The Balearic Islands, she observed, are one of the most affected areas. "Climate change is going 20% faster than in the rest of the world." Under the Paris Agreements signed in 2016, some 200 countries committed to global temperature not rising more than 1.5 degrees Celsius. In the Balearics, however, this is 1.7.

A contributor to the UN's sixth global climate change assessment report, Linares explained that geographical location is one of the most determining factors for this increase. Coastal areas or those with extreme climates, such as the North and South Poles, are more vulnerable to climate change, as also are big cities because of a heat island effect.

A factor to take into account is vulnerability of certain population groups to climate change. The elderly constitute one group, but since the 2003 heat wave there have been specific programmes designed to control the impact on the elderly. The active population, Linares said, is now being affected more, mainly men between the ages of 30 and 50, especially those who work outdoors, such as construction workers. Children are also not exempt.

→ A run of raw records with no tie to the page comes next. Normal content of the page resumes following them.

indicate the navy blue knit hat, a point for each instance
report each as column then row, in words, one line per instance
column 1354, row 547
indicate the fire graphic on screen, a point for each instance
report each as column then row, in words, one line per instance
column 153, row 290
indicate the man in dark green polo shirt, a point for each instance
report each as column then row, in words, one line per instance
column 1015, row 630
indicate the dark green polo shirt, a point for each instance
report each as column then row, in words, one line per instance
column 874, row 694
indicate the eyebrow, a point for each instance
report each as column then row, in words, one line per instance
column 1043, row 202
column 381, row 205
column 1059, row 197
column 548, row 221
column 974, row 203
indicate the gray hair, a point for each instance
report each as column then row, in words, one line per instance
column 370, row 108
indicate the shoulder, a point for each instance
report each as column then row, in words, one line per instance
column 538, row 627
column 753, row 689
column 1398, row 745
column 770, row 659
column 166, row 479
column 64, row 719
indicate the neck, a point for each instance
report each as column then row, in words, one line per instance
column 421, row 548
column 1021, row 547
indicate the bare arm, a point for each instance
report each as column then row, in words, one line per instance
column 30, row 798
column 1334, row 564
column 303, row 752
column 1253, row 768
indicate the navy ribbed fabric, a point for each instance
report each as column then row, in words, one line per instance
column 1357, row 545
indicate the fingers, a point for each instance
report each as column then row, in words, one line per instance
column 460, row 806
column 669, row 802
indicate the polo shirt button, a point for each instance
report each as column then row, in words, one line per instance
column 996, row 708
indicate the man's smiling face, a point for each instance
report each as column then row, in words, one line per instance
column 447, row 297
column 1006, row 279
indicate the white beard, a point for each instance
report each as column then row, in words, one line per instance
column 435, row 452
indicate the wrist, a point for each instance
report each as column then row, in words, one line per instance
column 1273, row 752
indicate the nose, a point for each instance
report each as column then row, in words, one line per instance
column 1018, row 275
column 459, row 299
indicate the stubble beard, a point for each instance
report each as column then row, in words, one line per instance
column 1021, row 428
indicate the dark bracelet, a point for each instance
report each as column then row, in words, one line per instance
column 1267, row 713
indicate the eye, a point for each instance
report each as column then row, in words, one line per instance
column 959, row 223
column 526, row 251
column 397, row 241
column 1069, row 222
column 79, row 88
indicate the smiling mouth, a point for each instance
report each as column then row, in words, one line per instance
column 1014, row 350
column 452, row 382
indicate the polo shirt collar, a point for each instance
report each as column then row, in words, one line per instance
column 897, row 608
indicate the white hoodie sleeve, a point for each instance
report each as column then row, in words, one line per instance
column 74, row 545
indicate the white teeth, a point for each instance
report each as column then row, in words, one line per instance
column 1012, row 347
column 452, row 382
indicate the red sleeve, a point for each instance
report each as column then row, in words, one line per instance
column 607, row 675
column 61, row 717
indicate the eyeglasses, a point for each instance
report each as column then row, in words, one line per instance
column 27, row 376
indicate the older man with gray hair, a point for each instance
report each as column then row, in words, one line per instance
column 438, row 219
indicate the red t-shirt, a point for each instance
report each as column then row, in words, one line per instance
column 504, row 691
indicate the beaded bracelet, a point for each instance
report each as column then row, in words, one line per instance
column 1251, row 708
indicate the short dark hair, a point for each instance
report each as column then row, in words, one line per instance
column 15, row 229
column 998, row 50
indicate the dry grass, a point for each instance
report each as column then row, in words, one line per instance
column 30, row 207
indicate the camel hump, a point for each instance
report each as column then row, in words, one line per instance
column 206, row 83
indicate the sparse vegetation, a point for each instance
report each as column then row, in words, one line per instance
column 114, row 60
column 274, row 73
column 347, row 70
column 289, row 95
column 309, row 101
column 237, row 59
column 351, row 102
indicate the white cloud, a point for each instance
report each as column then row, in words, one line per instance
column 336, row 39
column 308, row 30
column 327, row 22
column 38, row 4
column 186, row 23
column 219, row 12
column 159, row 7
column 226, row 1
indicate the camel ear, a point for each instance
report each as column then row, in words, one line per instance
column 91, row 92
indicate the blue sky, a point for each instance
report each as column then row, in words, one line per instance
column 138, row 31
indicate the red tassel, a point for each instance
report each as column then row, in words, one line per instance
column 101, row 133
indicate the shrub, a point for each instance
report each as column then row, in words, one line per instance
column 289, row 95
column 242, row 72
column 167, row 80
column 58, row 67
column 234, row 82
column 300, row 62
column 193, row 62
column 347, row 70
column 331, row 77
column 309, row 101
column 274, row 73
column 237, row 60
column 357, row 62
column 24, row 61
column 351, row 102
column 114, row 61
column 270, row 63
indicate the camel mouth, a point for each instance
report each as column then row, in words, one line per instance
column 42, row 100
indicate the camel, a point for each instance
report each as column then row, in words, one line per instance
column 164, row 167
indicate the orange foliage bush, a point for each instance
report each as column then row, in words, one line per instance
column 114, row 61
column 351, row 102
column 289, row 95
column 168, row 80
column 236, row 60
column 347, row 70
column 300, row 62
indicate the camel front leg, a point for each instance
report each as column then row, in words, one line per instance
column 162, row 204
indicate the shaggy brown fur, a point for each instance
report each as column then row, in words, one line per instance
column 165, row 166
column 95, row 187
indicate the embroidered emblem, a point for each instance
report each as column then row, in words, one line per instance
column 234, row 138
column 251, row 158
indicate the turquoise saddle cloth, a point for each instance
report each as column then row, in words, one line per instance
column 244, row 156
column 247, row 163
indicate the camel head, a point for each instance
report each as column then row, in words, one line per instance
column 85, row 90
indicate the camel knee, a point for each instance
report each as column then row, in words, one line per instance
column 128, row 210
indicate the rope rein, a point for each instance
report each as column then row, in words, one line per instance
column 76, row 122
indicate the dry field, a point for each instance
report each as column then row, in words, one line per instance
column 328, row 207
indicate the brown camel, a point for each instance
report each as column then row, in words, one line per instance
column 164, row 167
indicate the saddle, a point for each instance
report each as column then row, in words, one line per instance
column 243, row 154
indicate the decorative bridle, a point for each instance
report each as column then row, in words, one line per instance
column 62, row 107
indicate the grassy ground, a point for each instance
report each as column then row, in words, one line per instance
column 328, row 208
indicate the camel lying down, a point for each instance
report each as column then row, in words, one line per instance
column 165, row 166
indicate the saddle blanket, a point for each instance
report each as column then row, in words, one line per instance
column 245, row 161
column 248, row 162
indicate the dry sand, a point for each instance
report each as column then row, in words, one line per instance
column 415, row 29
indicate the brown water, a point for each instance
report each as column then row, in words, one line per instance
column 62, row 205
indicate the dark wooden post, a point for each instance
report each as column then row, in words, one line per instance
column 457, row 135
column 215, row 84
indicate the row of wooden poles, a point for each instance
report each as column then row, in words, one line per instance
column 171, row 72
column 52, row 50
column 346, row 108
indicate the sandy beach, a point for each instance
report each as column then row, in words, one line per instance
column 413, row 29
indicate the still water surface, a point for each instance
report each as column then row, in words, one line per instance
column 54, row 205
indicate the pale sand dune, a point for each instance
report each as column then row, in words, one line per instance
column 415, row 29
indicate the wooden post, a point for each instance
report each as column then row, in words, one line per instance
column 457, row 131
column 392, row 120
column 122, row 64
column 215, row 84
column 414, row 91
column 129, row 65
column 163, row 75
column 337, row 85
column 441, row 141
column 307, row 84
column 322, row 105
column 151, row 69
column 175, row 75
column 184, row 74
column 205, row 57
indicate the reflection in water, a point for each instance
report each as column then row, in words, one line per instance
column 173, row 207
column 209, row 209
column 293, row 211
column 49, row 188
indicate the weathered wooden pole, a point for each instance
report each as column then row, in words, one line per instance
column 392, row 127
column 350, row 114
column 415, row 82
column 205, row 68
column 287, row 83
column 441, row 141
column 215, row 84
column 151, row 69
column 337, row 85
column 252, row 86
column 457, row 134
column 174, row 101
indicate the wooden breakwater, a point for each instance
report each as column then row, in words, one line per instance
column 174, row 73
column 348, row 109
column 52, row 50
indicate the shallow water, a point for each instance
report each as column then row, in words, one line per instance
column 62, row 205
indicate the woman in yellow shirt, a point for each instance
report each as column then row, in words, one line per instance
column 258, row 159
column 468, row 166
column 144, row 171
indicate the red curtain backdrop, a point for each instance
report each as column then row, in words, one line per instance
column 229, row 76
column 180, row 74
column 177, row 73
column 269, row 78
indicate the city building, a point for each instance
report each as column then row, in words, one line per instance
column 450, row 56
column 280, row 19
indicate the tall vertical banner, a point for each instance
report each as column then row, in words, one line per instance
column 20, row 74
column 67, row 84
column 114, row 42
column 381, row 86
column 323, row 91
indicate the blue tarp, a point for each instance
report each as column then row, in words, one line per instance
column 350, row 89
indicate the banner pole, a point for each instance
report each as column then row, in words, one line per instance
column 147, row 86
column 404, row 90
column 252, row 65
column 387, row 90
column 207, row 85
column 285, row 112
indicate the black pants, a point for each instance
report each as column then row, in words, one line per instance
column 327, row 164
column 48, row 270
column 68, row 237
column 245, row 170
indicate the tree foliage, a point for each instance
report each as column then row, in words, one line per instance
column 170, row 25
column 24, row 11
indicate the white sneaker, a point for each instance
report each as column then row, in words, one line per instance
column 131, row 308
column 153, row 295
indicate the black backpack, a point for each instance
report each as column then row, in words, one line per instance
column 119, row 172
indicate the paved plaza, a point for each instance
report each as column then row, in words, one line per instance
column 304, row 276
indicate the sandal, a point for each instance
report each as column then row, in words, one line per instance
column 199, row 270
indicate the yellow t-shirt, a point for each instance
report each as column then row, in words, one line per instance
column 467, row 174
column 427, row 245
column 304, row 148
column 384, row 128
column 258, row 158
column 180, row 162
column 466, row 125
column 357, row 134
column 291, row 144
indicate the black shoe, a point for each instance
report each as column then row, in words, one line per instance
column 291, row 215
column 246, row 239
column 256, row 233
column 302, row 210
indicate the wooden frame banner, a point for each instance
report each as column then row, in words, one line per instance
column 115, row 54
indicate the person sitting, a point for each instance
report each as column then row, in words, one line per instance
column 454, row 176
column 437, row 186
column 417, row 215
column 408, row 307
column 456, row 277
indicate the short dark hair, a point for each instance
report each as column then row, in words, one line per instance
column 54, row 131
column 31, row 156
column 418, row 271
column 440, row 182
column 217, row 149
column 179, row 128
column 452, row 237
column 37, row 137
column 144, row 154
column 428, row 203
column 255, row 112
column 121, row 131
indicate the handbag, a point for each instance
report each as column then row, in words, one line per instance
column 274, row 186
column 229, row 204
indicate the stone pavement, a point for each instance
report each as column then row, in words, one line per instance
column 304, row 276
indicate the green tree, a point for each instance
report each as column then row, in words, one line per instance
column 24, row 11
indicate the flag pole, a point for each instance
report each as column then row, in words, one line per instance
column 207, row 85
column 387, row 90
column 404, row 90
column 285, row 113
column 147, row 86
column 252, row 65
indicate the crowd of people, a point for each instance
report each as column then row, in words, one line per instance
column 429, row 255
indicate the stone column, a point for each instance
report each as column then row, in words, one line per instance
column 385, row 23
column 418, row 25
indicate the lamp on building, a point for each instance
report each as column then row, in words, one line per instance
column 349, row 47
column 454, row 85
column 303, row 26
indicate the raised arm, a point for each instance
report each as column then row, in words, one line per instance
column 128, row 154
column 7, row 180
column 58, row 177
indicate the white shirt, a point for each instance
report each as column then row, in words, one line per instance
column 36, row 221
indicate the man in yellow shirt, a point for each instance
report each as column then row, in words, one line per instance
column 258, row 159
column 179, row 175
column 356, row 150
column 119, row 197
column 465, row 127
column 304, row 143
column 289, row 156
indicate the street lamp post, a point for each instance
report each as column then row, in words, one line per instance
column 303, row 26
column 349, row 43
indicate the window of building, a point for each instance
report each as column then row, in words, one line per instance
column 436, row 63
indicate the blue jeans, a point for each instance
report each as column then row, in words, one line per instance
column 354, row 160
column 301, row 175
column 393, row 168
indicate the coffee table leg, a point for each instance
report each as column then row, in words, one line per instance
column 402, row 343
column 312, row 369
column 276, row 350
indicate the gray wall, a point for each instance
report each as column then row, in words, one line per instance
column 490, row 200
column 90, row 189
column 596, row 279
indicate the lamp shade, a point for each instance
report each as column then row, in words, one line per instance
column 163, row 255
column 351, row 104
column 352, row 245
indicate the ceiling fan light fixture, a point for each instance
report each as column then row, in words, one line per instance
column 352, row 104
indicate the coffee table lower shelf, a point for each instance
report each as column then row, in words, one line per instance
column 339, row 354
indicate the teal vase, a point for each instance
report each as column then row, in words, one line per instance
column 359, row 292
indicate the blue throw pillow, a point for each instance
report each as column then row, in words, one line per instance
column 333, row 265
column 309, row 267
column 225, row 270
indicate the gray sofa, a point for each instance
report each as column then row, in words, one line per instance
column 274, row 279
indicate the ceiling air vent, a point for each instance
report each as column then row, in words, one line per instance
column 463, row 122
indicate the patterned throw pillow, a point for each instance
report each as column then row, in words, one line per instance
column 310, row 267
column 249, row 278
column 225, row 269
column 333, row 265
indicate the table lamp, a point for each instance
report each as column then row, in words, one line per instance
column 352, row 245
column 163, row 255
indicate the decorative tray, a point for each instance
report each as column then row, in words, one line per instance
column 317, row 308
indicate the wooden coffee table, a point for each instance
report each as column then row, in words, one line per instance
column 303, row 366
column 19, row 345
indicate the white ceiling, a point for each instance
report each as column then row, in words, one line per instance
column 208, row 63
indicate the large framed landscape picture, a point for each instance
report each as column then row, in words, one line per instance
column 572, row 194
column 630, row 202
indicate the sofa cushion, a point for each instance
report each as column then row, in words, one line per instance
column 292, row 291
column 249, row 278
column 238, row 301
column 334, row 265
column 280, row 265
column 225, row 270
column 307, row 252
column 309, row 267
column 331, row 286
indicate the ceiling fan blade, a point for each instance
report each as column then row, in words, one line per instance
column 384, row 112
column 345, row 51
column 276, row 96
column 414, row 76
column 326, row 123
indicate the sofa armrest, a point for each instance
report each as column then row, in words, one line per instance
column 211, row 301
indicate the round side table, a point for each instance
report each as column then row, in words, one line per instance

In 2020, the mortality rate from extreme weather events multiplied by 15 in the most vulnerable areas and affected, above all, children and women.

Fires, hurricanes, heat waves and droughts "affect fishing, agriculture, the quality of water that is vital for survival and can lead to more diseases". "The climate crisis is mainly a health crisis. Even if we stopped emitting gases, which is impossible, we would continue to feel the effects of climate change for decades." One of the consequences of global warming is "the redistribution of tropical diseases such as dengue and Zika". "We now have endemic outbreaks caused by mosquitoes that couldn't have occurred before because they didn't have the ecological niche."